Thursday, May 3, 2018

The Second Leg

We knew what problems we faced, and started tackling them one at a time.Our aim was to perfect our project by the end of the semester.

Inclusion of more fonts

We scanned through all the books we had, and started listing all the different fonts used in them. Since we had already converted one font, the process went smoother for the new fonts we discovered. We also used the sorce code from some open-source converters we found online, which helped speed up the process considerably. There were some extremely obscure fonts too, so rare that even their font files weren't available on the internet. Another type of fonts we couldnt't convert were Type I fonts, which were discontinued by Adobe a few years ago. Devlys010 and Walkman Chanakya were two new major fonts that we added to our converter. At the end of this, we were able to convert a lot of the books provided to us. Our mentor also arranged more books from the Rajasthan board, the Chhattisgarh board as well as the CBSE. 

Font Sizing

We moved on to our next problem- the difference in sizes of the fonts. Another issue closely related to this was the difference in the appearance of fonts. These problems were solved in two steps, identifying fonts that closely resembled each other, and then finding an appropriate size conversion for them. Each of these tasks was time consuming, and not something we liked doing, but it had to be done. These conversions were then added to our original script, taking it one step closer to completion.

Headings

Our final task was to tag the text present in the documents according to their position in the hierarchical structure. InDesign supports six levels of headings, h1 through h6, for exporting to various types. These heading tags were important for a visually impaired reader to understand the book structure. We used a tree structure to decide heading levels, with a proper descending structure i.e h2 after h1, h3 after h2, and so on. One assumption we took in this case was that the first heading-type object of the document would be h1. All the remaining text was categorized as paragraph, and the document was ready for exporting.

The Final Deliverable

Our final deliverable that was published online as well as provided to NGOs consisted of two scripts - oe for conversion of fonts with appropriate sizing, and the other for tagging of headings. The only problem we couldnt resolve was the tagging of tables and lists in the document, but these objects were rarely present in the books we converted. The output file generated by exporting the converted InDesign document can be read by any screen reader or document reader which supports Hindi.
The project directory can be found at https://github.com/prakhariitd/COP315-Hindi-fonts-to-Unicode

Our scripts work quite fast, and a 300 page book can be converted in under 2 minutes.
This is how our project works:

Wednesday, May 2, 2018

The Font Conversion

We started working on the problem in December of 2017 under the guidance of Akashdeep sir, our PhD mentor. The first font that we had to convert was Chanakya, which was the original aim of the project.

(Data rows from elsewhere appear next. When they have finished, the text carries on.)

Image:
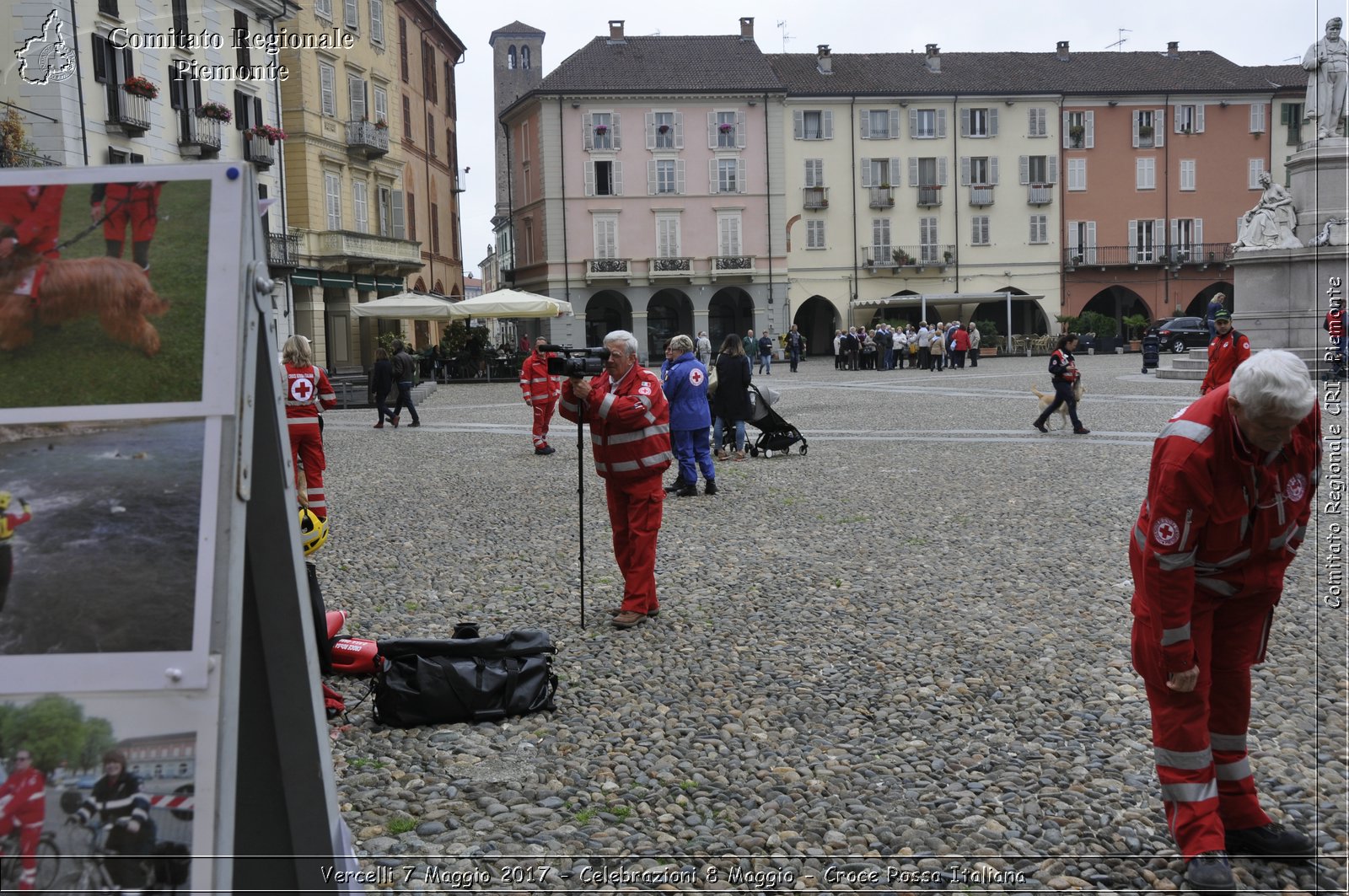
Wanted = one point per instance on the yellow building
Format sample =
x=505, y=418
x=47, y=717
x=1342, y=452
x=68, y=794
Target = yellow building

The deliverable we had to produce was an InDesign Script that ould convert the non-unicode text present in a document. The reason for using InDesign was that our primary goal was to get publishers to use our script, so that they could directly publish the books in Unicode online. InDesign also provides the maximum editing freedom over a document. The procurement of new master files from various school boards was handled by our mentor, while we worked on the conversion.
  

The Dictionary

The first step to convert any font into another is to create a dictionary that maps characters in one font to the corresponding characters in another. We used a software called Font Forge which displays the mapping of a font's characters. Using this, we could map two fonts to each other. But since each font has hundreds of characters, and for non-Unicode fonts, this mapping is unordered, the task of creating a dictionary was extremely tedious and time-consuming. To make things easier, we created a tool in Visual Basic which allowed us to map the characters to their corresponding ones in non-Unicde and create the dictionary easily.

We selected the source non-Unicode font, the target Unicode font, selected a source code for the source font which would correspond to a certain character, and created that character using the unicode Devnagri available to us, therefore creating the dictionary.

The Exceptions
The dictonary alone wasn't suffcient for handling the complete conversion because each font had some exceptional characters that were made by some unique combinations, and coudnt be mapped by the Dictionary tool. these exceptions had to b identified manually by proofreading the converted outputs, and then mapped to their corresponding destinations manually. 

The First Product

At the end of the winters, we had completed a working InDesign script that could convert documents containing Chanakya font to Unicode fonts. However, there were still several problems left - 
  • Most books contained more than just one font, and therefore, we werent able to convert them completely.
  • Since two different fonts rarely have the same character size for the same font size, converting the fonts created an overflow in the pages, which caused some of the text to go beyond the limit of the page, and hence, become invisible. 
  • We also needed proper tagging in the books so that the exported versions could be read by the blind while understanding proper heirarchy in the text.
So, to solve these issues, we decided to expand our project and continue it through the upcoming semester.

Monday, April 30, 2018

The Problem

Knowledge should be available to everyone equally. But when it comes to the disabled, that is hardly ever true. We set out to make things better, improving accessibilty to books- the most reliable source of knowledge.

The visually impaired can read books in two major ways- Braille copies or the newer option of using a screen reader for ebooks. But when it comes to Hindi, the former is hardly available, and most of the online content for the latter is unusable. Why is this? Let me explain. 

Almost all Hindi books published in print and subsequently online were written long ago, and have had few changes since. This was before the 1990s, a time when global computational resources were still developing, and the now universal Unicode format was far from complete. Back then, it had very few characters inbuilt, and definitely not Devnagri, the Hindi script. But books still needed to be published and printed, so the Indians used something of a quick-fix, which was knows as a non-Unicode font. The problem with this was that even though it looks and reads exactly like Hindi, its actually written in Roman characters at its back-end. Now this poses a serious problem. When we use our trusted screen readers on this non-unicde Hindi, it reads the characters written at the back-end, which is pure gibbersih. 


Front-End
स्वतंत्रता प्राप्ति के बाद विभिन्न विकसित राष्ट्रों के साथ विविध आयामी संपर्कों के बढ़ने से हिंदी साहित्य में नए-नए तत्त्व एवं तथ्य प्रविष्ट हुए।
Back-End
Lora=krk izkfIr Dsd ckn fofHkUu foDdflr jk"VQksa Dsd lkFk fofo/k vk;kkeh laiDdks¢ Dsd c<+us ls fganh lkfgR;k esa u,-u, rÁ~o ,oa rF;k izfo"V gq,` blls x|'kSyh ,oa x| fo/kkvksa Ddk rhozrk Dsd lkFk foDdkl g
( It looks like a mouse ran accross your keboard :P )

Almost all school boards - CBSE, Rajasthan board, CG board etc had their books written in the non-Unicode format.
Then came the 1990s, and the new and improved version of Unicode was introduced, which included characters for almost every script in existence, including Devnagri. And now, screen readers became capable of reading these texts smoothly. But, Indian publishers, as lazy as they are, weren't going to write new books just to facilitate a minor section of the society. So, we took upon this task of converting the fonts used in these books to Unicode, so that these books could be used for automatic reading.